Letting someone go, demoting them or reassigning them is a terrible decision to have to make, but leaders make that decision. Leaders do not let their ego get in the way, they admit, that for whatever reason, this is “one” they just can’t help develop. 

Leaders do what needs to be done, that’s one way, one very big way, that you can tell they are a leader.

 

When You Know It All

A while back I was meeting with a representative of a company that helped learning organizations measure the effectiveness of their training. We got off track a bit and were discussing various certifications and I mentioned a certification for marketing executives that I had initially earned several years before. I told him that there was a lot of education and testing involved in earning and maintaining that very challenging certification. 

He stated that he wouldn’t need anything like that because he already knew all he needed to know to succeed in his career. I was polite and finished out the meeting but I knew in that moment I would not be using this person or their organization. 

If he already knew everything then it meant that he had nothing left to learn. It may have even become impossible for him to learn. I couldn’t help but wonder how this know it all would ever learn enough about my organization to actually help us. I figured if we used him we would be getting some cookie cutter measuring system that was a “one size fits all” deal. That was not what I was looking for… at all.

Talking with him reminded me of the story about the United Sates Patient Office closing in 1899 because “everything that could be invented, already was.” The office never actually closed but there were “know it alls” at the time who recommended that it should.

Truly successful people will never be a know it all. They know they can’t know it all and they know that they don’t have to. They also know what they don’t know. 

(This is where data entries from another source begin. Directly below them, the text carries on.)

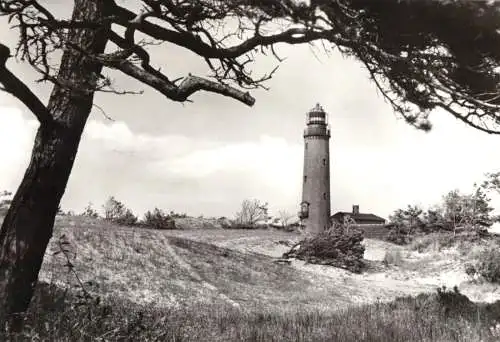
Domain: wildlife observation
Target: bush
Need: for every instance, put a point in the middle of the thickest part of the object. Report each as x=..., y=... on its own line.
x=335, y=247
x=89, y=211
x=116, y=212
x=488, y=265
x=393, y=257
x=157, y=219
x=399, y=237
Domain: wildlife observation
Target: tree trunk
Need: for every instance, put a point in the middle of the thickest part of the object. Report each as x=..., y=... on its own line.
x=28, y=225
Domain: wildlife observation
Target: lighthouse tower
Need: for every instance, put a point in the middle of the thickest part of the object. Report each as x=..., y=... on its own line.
x=315, y=205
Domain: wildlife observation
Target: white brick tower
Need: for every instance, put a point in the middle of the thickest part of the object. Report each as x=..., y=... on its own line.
x=315, y=205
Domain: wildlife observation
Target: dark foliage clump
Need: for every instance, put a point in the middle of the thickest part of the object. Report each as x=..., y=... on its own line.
x=157, y=219
x=338, y=247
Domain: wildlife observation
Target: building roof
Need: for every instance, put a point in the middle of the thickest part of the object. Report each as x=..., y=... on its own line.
x=359, y=217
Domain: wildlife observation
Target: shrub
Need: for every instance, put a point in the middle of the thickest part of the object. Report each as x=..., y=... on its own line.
x=157, y=219
x=335, y=247
x=393, y=257
x=488, y=265
x=115, y=211
x=89, y=211
x=399, y=236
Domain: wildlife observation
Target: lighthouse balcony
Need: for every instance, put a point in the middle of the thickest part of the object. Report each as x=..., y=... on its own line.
x=317, y=131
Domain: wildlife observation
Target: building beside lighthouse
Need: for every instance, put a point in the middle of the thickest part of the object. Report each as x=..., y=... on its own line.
x=315, y=206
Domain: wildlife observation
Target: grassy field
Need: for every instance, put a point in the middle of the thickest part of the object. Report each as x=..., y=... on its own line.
x=224, y=285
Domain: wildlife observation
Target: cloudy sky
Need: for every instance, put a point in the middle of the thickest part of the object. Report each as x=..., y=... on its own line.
x=205, y=157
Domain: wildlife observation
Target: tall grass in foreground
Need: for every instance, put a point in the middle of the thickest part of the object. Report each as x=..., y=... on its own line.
x=443, y=316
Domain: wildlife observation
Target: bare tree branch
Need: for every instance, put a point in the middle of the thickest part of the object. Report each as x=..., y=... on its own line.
x=17, y=88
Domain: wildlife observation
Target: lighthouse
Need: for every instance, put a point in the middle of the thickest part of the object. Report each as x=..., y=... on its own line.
x=315, y=206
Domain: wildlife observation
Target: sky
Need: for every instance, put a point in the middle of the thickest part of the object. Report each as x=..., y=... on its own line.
x=205, y=157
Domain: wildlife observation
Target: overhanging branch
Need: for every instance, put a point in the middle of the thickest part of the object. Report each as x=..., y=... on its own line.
x=17, y=88
x=186, y=88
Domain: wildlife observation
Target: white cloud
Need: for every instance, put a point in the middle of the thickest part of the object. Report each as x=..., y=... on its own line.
x=16, y=138
x=211, y=177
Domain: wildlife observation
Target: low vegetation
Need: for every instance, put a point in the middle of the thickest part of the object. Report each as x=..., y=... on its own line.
x=443, y=316
x=457, y=213
x=487, y=265
x=339, y=247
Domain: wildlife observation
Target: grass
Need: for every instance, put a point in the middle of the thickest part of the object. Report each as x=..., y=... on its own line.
x=157, y=287
x=443, y=316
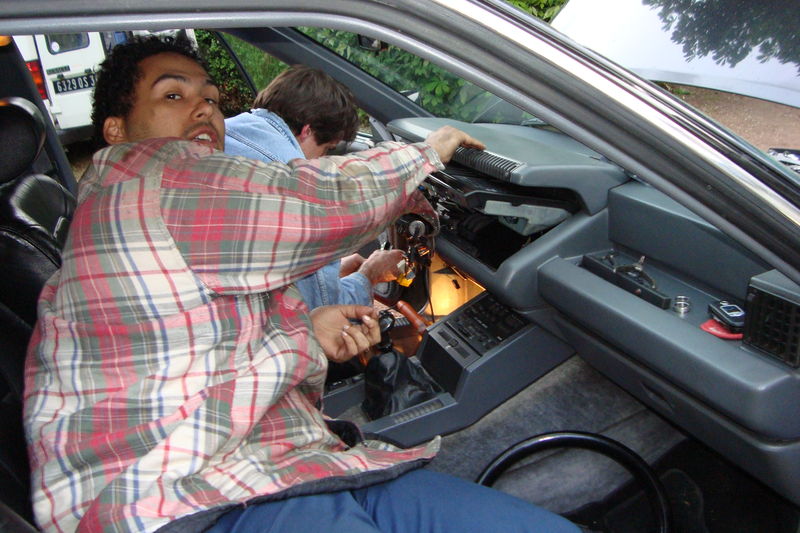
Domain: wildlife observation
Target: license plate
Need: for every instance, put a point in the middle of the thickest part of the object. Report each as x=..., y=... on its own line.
x=75, y=83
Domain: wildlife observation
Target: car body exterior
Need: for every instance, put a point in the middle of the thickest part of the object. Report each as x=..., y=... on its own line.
x=600, y=199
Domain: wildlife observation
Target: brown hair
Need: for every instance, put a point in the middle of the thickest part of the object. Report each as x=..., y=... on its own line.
x=303, y=95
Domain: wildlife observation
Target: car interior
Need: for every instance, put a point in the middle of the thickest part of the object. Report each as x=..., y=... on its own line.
x=589, y=344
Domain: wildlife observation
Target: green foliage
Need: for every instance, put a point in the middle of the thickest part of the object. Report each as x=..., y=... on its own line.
x=236, y=95
x=261, y=66
x=544, y=9
x=436, y=90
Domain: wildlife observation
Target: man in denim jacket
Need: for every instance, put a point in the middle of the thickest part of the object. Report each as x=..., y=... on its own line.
x=304, y=113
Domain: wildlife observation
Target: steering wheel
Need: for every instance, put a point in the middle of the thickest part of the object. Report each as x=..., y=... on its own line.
x=591, y=441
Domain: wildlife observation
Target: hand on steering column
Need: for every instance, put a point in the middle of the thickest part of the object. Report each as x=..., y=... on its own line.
x=382, y=265
x=339, y=337
x=446, y=139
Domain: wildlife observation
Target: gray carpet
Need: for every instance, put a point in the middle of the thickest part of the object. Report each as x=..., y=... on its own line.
x=571, y=397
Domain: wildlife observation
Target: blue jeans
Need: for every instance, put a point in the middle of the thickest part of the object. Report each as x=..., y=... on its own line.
x=420, y=501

Truly successful people learn something new every day. They are always looking for the newest idea. The best idea doesn’t have to be their idea, they will use and benefit from good ideas no matter where they come from.   

The most successful people are in constant learning mode, they are as far from a know it all as you can get. 

The biggest problem with being a know it all, other than annoying everyone around you, is that once you believe you know it all you see no use in trying to learn anything new. Much like the patient office, you have learned all there is to learn. You’re done!

When you’re done learning you’re done period. Whatever success you’ve had will begin to wane. If you’re not pushing your limits to learn, if you’re not trying new things, if you’re not taking risks then you may be playing life to safe… or you may think you already know everything you need to know. 

Either way, you’re likely seriously limiting your potential. 

You can’t possibly know it all, the good news is, you don’t have to. The great news is you can learn something new this very day. Keep your knowledge base fresh and your success will always be fresh too!